L’inflation, c’est un peu comme les trains. Un taux peut en cacher un autre. Et même beaucoup d’autres, plus spectaculaires encore. Certes, sur les douze derniers mois, elle atteint aux Etats-Unis les + 8,3 %. Certes, elle flirte en zone euro avec les +8,1 % et un cran en deça en France, à +5,2 % - après néanmoins une récente révision à la hausse. Cela étant, l’affaire est nettement plus significative, voire parlante, lorsque l’on mesure ses conséquences en Bourse secteur par secteur. Si l’on se projette en zone euro, toujours sur un an glissant période au cours de laquelle l’inflation core - hors matières premières agricoles ou énergétiques - a vraiment commencé à décoller, il ressort que seul le secteur de l’énergie a tiré bénéfice de la situation avec une progression à deux chiffres (+22,7 %). Mais hormis ce cas donc, et aussi celui de la chimie et des télécoms également dans le vert (+2,13 % et +2,74 % respectivement), tous les autres secteurs ont plongé. En limitant les dégâts pour certains d’entre eux, comme celui des utilities (-4,10 %) ou de la santé (-5,37 %), mais en mordant lourdement la poussière pour d’autres fortement exposés aux conséquences de ce changement de paradigme. En bas de classement, le commerce de détail et les « loisirs » affichent des reculs respectifs de 40,17 % et 31,39 %.
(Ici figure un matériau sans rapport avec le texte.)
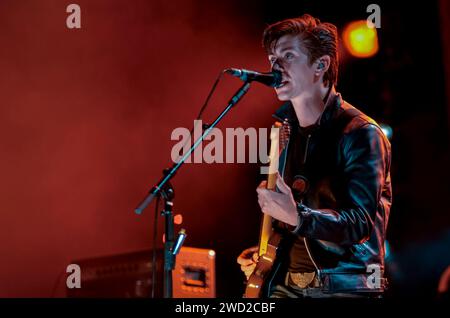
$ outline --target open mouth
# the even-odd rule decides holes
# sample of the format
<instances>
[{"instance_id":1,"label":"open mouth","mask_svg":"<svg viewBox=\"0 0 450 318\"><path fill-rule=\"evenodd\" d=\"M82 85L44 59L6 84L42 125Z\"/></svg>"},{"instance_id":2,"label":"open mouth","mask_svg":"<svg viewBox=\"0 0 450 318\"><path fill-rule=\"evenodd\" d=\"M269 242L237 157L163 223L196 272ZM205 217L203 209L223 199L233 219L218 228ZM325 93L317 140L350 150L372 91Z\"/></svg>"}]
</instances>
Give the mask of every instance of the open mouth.
<instances>
[{"instance_id":1,"label":"open mouth","mask_svg":"<svg viewBox=\"0 0 450 318\"><path fill-rule=\"evenodd\" d=\"M289 81L282 81L280 85L278 85L277 88L283 87L284 85L286 85L287 83L289 83Z\"/></svg>"}]
</instances>

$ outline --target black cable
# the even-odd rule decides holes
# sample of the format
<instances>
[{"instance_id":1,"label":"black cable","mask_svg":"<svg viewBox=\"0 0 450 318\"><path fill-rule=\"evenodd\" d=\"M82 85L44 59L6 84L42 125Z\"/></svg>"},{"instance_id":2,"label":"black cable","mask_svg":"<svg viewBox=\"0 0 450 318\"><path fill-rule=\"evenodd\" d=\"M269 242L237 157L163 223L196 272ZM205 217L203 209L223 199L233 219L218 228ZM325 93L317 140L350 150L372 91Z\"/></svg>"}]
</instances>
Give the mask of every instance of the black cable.
<instances>
[{"instance_id":1,"label":"black cable","mask_svg":"<svg viewBox=\"0 0 450 318\"><path fill-rule=\"evenodd\" d=\"M152 259L152 298L155 298L155 289L156 289L156 240L158 233L158 212L159 212L159 200L160 197L156 197L156 205L155 205L155 219L153 221L153 259Z\"/></svg>"},{"instance_id":2,"label":"black cable","mask_svg":"<svg viewBox=\"0 0 450 318\"><path fill-rule=\"evenodd\" d=\"M222 70L222 71L219 73L219 76L217 76L216 81L214 82L213 86L211 87L211 90L209 91L208 97L206 97L206 100L205 100L205 102L203 103L203 106L200 108L200 111L199 111L197 117L195 118L195 120L200 120L200 119L201 119L203 112L206 110L206 107L208 106L209 100L211 99L211 97L212 97L214 91L216 90L217 84L219 84L219 82L220 82L220 80L222 79L222 76L223 76L223 74L224 74L225 72L226 72L225 70ZM195 130L196 127L197 127L197 126L195 126L195 125L194 125L194 127L192 127L191 132L189 133L189 134L190 134L190 137L192 137L192 133L194 132L194 130ZM203 127L202 127L202 130L203 130ZM186 144L187 144L189 141L191 141L191 139L187 139L186 142L184 143L184 145L183 145L183 147L182 147L181 149L184 149L184 147L186 146ZM178 156L178 159L176 160L176 162L178 162L178 160L180 160L180 158L181 158L182 156L183 156L183 155L179 155L179 156Z\"/></svg>"}]
</instances>

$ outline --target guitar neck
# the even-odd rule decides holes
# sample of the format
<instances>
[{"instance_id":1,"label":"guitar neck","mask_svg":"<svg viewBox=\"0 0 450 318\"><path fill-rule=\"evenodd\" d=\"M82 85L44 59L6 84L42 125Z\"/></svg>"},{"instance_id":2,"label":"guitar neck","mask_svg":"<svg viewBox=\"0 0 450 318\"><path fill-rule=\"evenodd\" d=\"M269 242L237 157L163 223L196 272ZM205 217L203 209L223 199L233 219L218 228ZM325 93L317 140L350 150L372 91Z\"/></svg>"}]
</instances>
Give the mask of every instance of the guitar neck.
<instances>
[{"instance_id":1,"label":"guitar neck","mask_svg":"<svg viewBox=\"0 0 450 318\"><path fill-rule=\"evenodd\" d=\"M270 133L270 154L269 154L269 174L267 177L267 189L274 190L277 184L278 157L279 157L279 136L280 126L276 124L272 127ZM259 235L259 256L266 254L269 239L272 236L272 217L264 213L261 232Z\"/></svg>"}]
</instances>

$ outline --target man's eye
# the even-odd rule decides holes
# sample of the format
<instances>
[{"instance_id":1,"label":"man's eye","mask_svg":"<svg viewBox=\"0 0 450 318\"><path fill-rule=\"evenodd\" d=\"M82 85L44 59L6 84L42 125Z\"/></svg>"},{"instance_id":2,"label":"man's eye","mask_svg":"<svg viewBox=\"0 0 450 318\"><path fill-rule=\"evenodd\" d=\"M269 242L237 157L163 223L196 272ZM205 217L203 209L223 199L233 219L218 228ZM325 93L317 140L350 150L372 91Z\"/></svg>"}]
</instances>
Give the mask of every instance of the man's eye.
<instances>
[{"instance_id":1,"label":"man's eye","mask_svg":"<svg viewBox=\"0 0 450 318\"><path fill-rule=\"evenodd\" d=\"M286 60L291 60L291 59L294 58L294 54L292 54L292 53L286 53L286 55L284 56L284 58L285 58Z\"/></svg>"}]
</instances>

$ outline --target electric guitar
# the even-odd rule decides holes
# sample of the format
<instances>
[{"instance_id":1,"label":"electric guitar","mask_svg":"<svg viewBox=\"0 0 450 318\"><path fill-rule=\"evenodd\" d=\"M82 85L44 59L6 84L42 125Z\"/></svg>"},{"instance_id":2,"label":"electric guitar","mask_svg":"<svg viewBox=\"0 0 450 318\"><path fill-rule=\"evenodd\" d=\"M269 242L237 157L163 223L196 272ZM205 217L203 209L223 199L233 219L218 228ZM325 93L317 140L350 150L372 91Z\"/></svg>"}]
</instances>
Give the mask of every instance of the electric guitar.
<instances>
[{"instance_id":1,"label":"electric guitar","mask_svg":"<svg viewBox=\"0 0 450 318\"><path fill-rule=\"evenodd\" d=\"M289 139L290 126L285 121L276 122L270 133L269 174L267 189L275 190L277 183L278 163L281 151L285 148ZM250 275L245 289L245 298L260 298L267 281L273 279L276 270L273 266L277 257L277 251L282 240L281 233L273 228L273 218L264 214L259 235L259 259L253 273Z\"/></svg>"}]
</instances>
S’il est compréhensible de retrouver ces activités en bon dernier compte tenu de leur sensibilité à la hausse de l’inflation, il est plus surprenant d’y trouver également d’autres secteurs tels les biens de consommation (-24,70 %) et surtout l’immobilier qui baisse de près de 30 %. Pour un secteur défensif, on repassera. En réalité, la raison de cette contreperformance est à chercher ailleurs. L’immobilier figure parmi les plus touchés en raison de sa sensibilité aux taux d’intérêt qui se tendent. Le phénomène est particulièrement probant aux Etats-Unis où en quelques mois, le taux hypothécaire à 30 ans a doublé, moyennant quoi la valeur actualisée des biens achetés à crédit a fortement baissé. C’est sans doute ici une des caractéristiques de cette période où viennent s’entrechoquer poussée inflationniste et remontée des taux. Cette dernière d’ailleurs fait aussi son œuvre auprès des investisseurs. Il y a quelques jours, les fonds obligataires dans le monde ont subi des sorties de 18,5 milliards de dollars, soient les plus importantes décollectes nettes depuis avril 2020. On notera que les fonds d’actions ont enregistré dans le même temps des entrées de 15,8 milliards d’euros sur la même période mais on ne pariera pas sur une décorrélation entre actifs. Plus d’un expert admettait d’ailleurs à la publication de ces chiffres que si l’on était désormais entrée dans un bear market les marchés n’avaient pas encore pris la mesure de la révision à la baisse à venir des perspectives de bénéfices des entreprises, toujours trop élevées. Dès lors, le resserrement monétaire pourrait ouvrir la voie à une… récession.

On suivra donc attentivement ce qu’il se passe en Europe, entre hausse des taux et mesures prises par la BCE pour traiter les risques de fragmentation dans la zone euro. Reste que les plus optimistes chercheront toujours des motifs d’espérer. En voilà un : l’inflation anticipée à cinq ans s’est affichée il y a peu en légère baisse. Si l’on croise cette information qui vaut ce qu’elle vaut avec les affirmations de Christine Lagarde il y a quelques mois à peine – la présidente de la BCE pariait sur une progression de l’inflation, un pic puis une baisse dès après l’an prochain – ils peuvent avoir quelques raisons de rester positifs. Malgré tout.